O terremoto no Haiti esmagou ainda mais os pobres do país
Porto Príncipe (Haiti) – O tremor sentido, em 20/01, na capital do Haiti, que teve o seu epicentro ao sul do país, causou a queda dos escombros no o bairro de Bel Air, região central da capital, uma das áreas mais atingidas na semana passada. A população revira os escombros atrás de objetos que possam ser vendidos Foto: Marcello Casal Jr/ABr
O terremoto esmaga os pobres – Depois do terremoto, os habitantes de Cité Soleil carregaram seus mortos até uma avenida de outra área menos miserável da já miserável Porto Príncipe, porque sabiam que ninguém entraria em seu bairro para levá-los.
As consequências de um terremoto de magnitude 7 na escala Richter em uma cidade de barracos são as esperadas: muitos casebres desmoronaram, mas muitos outros se mantiveram surpreendentemente de pé, de modo que a rua principal (por assim dizer) de Cité Soleil mantém algo de seu perfil de sempre: lojas pequenas e fechadas, moradias de 3 metros quadrados, centenas de pessoas sem fazer nada, um córrego imundo e crianças seminuas brincando com meia garrafa de plástico que empurram como se fosse um automóvel de corrida… Reportagem de Antonio Jiménez Barca, no El País.
Mas os barracos ficaram tão rachados que os que sobrevivem ali preferem dormir no chão, ao lado de um monte de lixo e do rio citado, do que dentro daquela que até terça-feira passada foi sua casa. Por outro lado, em muitas das construções, inteiras por fora, desmoronou o telhado de papelão ou de amianto, expulsando seus antigos habitantes. Além disso, o brutal abalo econômico e social que sofreu a cidade inteira se alimenta com os últimos da fila.
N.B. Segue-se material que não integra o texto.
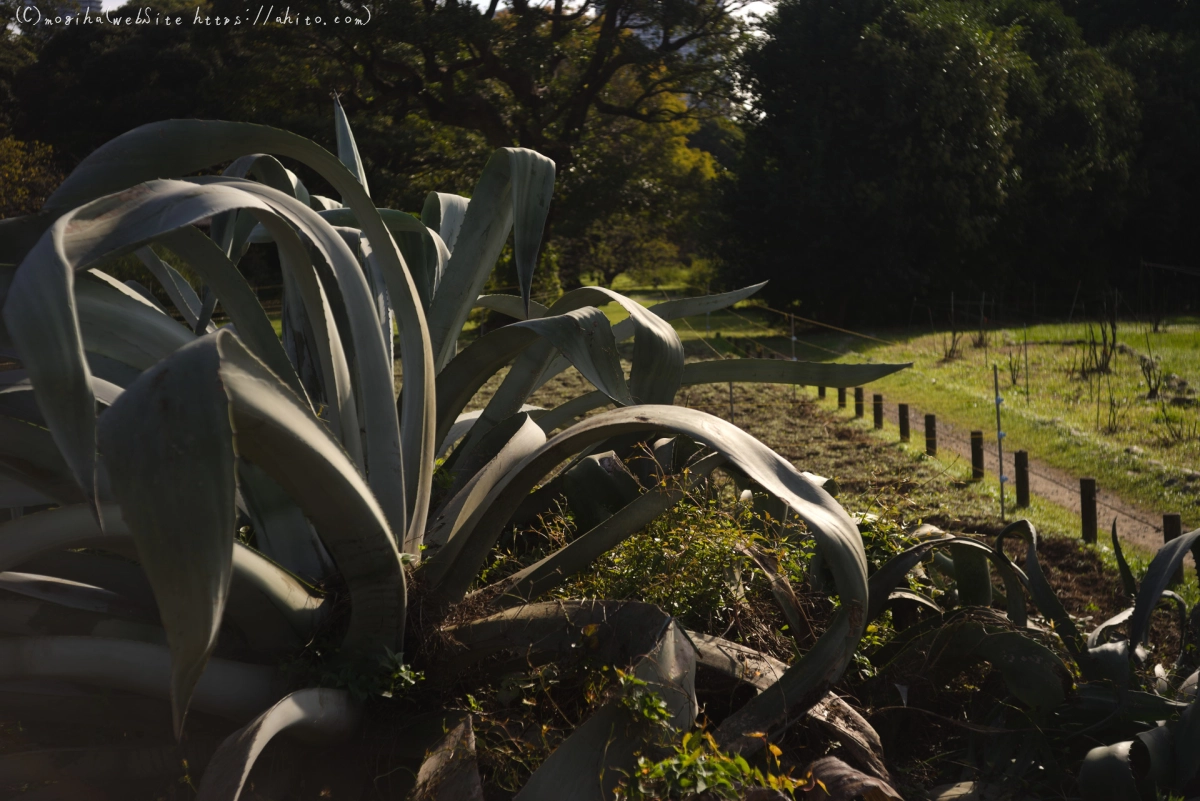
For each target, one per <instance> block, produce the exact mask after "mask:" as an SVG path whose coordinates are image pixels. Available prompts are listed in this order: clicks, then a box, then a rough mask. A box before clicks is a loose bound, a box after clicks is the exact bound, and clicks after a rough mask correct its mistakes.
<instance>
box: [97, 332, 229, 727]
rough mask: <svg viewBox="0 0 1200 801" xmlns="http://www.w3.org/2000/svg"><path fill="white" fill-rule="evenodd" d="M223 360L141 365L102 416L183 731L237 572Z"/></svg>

Bazile Pludic é um desses últimos: trabalhava, quando podia, carregando fardos em uma fábrica de madeira que fechou definitivamente depois da hecatombe de terça-feira. Pludic confessou na segunda-feira às 2 da tarde que não sabia o que ele e sua mulher comeriam durante o dia todo, e que tinha fome.
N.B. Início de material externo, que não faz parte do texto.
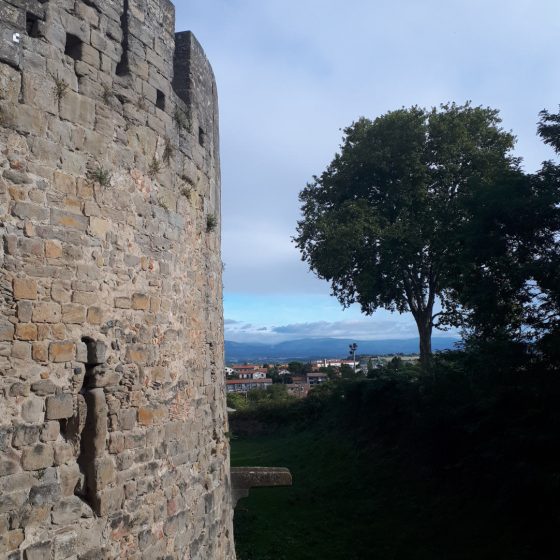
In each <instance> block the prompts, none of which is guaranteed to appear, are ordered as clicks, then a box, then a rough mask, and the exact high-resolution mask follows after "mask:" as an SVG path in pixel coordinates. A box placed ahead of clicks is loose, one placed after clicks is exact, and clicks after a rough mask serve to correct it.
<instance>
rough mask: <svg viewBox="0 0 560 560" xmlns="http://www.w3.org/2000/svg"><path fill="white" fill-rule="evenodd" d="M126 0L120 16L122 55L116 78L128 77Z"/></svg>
mask: <svg viewBox="0 0 560 560" xmlns="http://www.w3.org/2000/svg"><path fill="white" fill-rule="evenodd" d="M128 28H129V25H128V0H124V6H123V13H122V16H121V29H122V37H123V38H122V42H121V47H122V54H121V59H120V60H119V63H118V64H117V76H128V74H130V64H129V59H128V49H129V42H130V39H129V36H128Z"/></svg>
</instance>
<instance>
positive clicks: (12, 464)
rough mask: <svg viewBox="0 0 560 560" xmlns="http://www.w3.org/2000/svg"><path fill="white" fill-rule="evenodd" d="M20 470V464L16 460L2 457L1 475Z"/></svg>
mask: <svg viewBox="0 0 560 560" xmlns="http://www.w3.org/2000/svg"><path fill="white" fill-rule="evenodd" d="M19 470H20V466H19V464H18V463H17V462H16V461H13V460H12V459H7V458H5V457H0V477H3V476H9V475H11V474H15V473H17V472H18V471H19Z"/></svg>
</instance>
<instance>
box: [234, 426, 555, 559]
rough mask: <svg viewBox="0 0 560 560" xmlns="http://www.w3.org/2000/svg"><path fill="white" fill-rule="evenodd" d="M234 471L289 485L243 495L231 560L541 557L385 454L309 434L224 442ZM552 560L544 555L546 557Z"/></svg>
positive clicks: (393, 558)
mask: <svg viewBox="0 0 560 560" xmlns="http://www.w3.org/2000/svg"><path fill="white" fill-rule="evenodd" d="M232 464H233V465H234V466H243V465H246V466H257V465H258V466H279V467H280V466H283V467H288V468H290V470H291V471H292V474H293V476H294V486H293V487H292V488H277V489H257V490H252V491H251V494H250V496H249V498H246V499H243V500H241V501H240V502H239V504H238V506H237V508H236V512H235V529H236V543H237V550H238V559H239V560H272V559H274V560H308V559H309V560H311V559H313V560H318V559H320V560H331V559H332V560H334V559H337V560H366V559H375V560H474V559H476V560H486V559H488V560H490V559H492V560H506V559H507V560H517V559H530V558H534V559H537V558H539V560H544V558H545V557H544V556H543V555H542V552H541V553H540V554H538V556H535V555H534V553H531V552H530V551H529V550H527V549H526V548H524V547H523V546H520V545H519V543H516V542H514V541H515V535H516V532H517V531H516V528H515V527H514V526H512V525H511V523H509V522H508V521H507V519H504V518H503V515H502V514H498V513H497V511H493V508H492V507H488V506H487V504H484V503H477V500H476V499H475V498H473V496H472V494H470V493H468V494H467V493H464V492H461V491H460V489H459V490H457V489H455V490H454V491H453V492H449V491H448V490H445V489H443V488H441V487H440V485H439V484H438V482H437V481H434V480H431V481H429V480H428V481H426V480H421V479H420V477H416V476H415V475H414V473H409V474H407V473H406V472H405V469H403V468H402V467H401V466H400V462H399V460H398V458H397V456H396V453H395V452H393V451H383V452H382V451H376V450H373V451H371V450H370V451H368V452H367V454H366V453H365V452H362V451H360V450H358V449H356V448H355V447H354V446H353V444H352V443H351V442H349V441H347V440H346V439H344V438H343V437H341V436H337V435H334V434H330V433H324V432H320V431H318V430H308V431H304V432H300V433H276V434H274V435H269V436H261V437H258V438H250V439H236V440H234V441H233V442H232ZM552 557H553V556H551V557H550V558H552Z"/></svg>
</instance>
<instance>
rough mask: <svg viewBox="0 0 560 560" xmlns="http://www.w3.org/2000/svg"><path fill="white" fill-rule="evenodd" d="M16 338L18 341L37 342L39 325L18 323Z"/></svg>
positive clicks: (34, 324) (32, 323)
mask: <svg viewBox="0 0 560 560" xmlns="http://www.w3.org/2000/svg"><path fill="white" fill-rule="evenodd" d="M15 338H16V339H17V340H37V325H35V324H33V323H18V324H17V325H16V333H15Z"/></svg>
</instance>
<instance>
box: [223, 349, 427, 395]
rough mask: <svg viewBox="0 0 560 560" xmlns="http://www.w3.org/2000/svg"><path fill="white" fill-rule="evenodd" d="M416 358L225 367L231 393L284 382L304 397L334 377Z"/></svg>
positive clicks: (367, 358)
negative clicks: (322, 383)
mask: <svg viewBox="0 0 560 560" xmlns="http://www.w3.org/2000/svg"><path fill="white" fill-rule="evenodd" d="M350 350H352V349H350ZM417 361H418V355H417V354H412V355H385V356H356V357H355V358H344V359H342V358H339V359H337V358H334V359H332V358H324V359H321V360H312V361H309V362H301V361H290V362H287V363H275V364H267V363H264V364H261V363H258V364H254V363H253V364H250V363H245V364H230V365H228V366H226V367H225V376H226V385H227V392H228V393H248V392H249V391H253V390H255V389H268V388H270V387H272V386H273V385H274V384H279V383H281V384H284V385H285V386H286V390H287V392H288V394H289V395H291V396H294V397H299V398H304V397H306V396H307V394H308V393H309V390H310V389H311V388H313V387H314V386H316V385H319V384H321V383H324V382H326V381H329V380H332V379H336V378H345V377H347V378H355V377H366V376H367V375H368V374H371V373H372V372H375V370H378V369H380V368H382V367H384V366H387V365H388V364H391V363H397V362H398V363H402V362H410V363H414V362H417Z"/></svg>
“Tenho fome”, repetiu em voz alta como para que acreditassem de verdade. Na janelinha de um barraco próximo apareceu o rosto de uma mulher mais velha, desdentada e suja, que acrescentou: “Todo mundo aqui tem fome, homem”.
Virá algum tipo de ajuda humanitária hoje?
Alguém responde que na praça principal (por assim dizer) desse povoado todas as manhãs chega um caminhão com comida. Será francês? Ou russo? Espanhol? Da ONU? Será dos fuzileiros-navais americanos?
A praça está longe. Chega-se a ela depois de caminhar entre miséria, casas retorcidas, lojas de nomes estranhos como “É Minha Opinião” e pessoas que apesar de tudo sorriem à passagem do estrangeiro, antes de lhe pedir água, dinheiro ou algo para comer. A praça é uma velha quadra de basquete tomada pelos mais miseráveis da já miserável Cité Soleil: pessoas desse bairro que ficaram sem casa, não têm família em outro lugar e vivem literalmente embaixo de um lençol pendurado em um pau, para não tomar sol.
Logo se adivinha ao longe o famoso caminhão da manhã, o da comida. É velho e pequeno. Evidentemente, não é dos “marines”. Não parece francês, nem espanhol, nem mesmo russo. É uma camionete verde com 20 anos de estrada, um homem pequeno e suado ao volante e três jovens na traseira. Pintadas na porta há algumas letras: “Missão de caridade La Koulade”. O do volante é o padre Cyril e os de trás, três rapazes do bairro que ajudam a descarregar.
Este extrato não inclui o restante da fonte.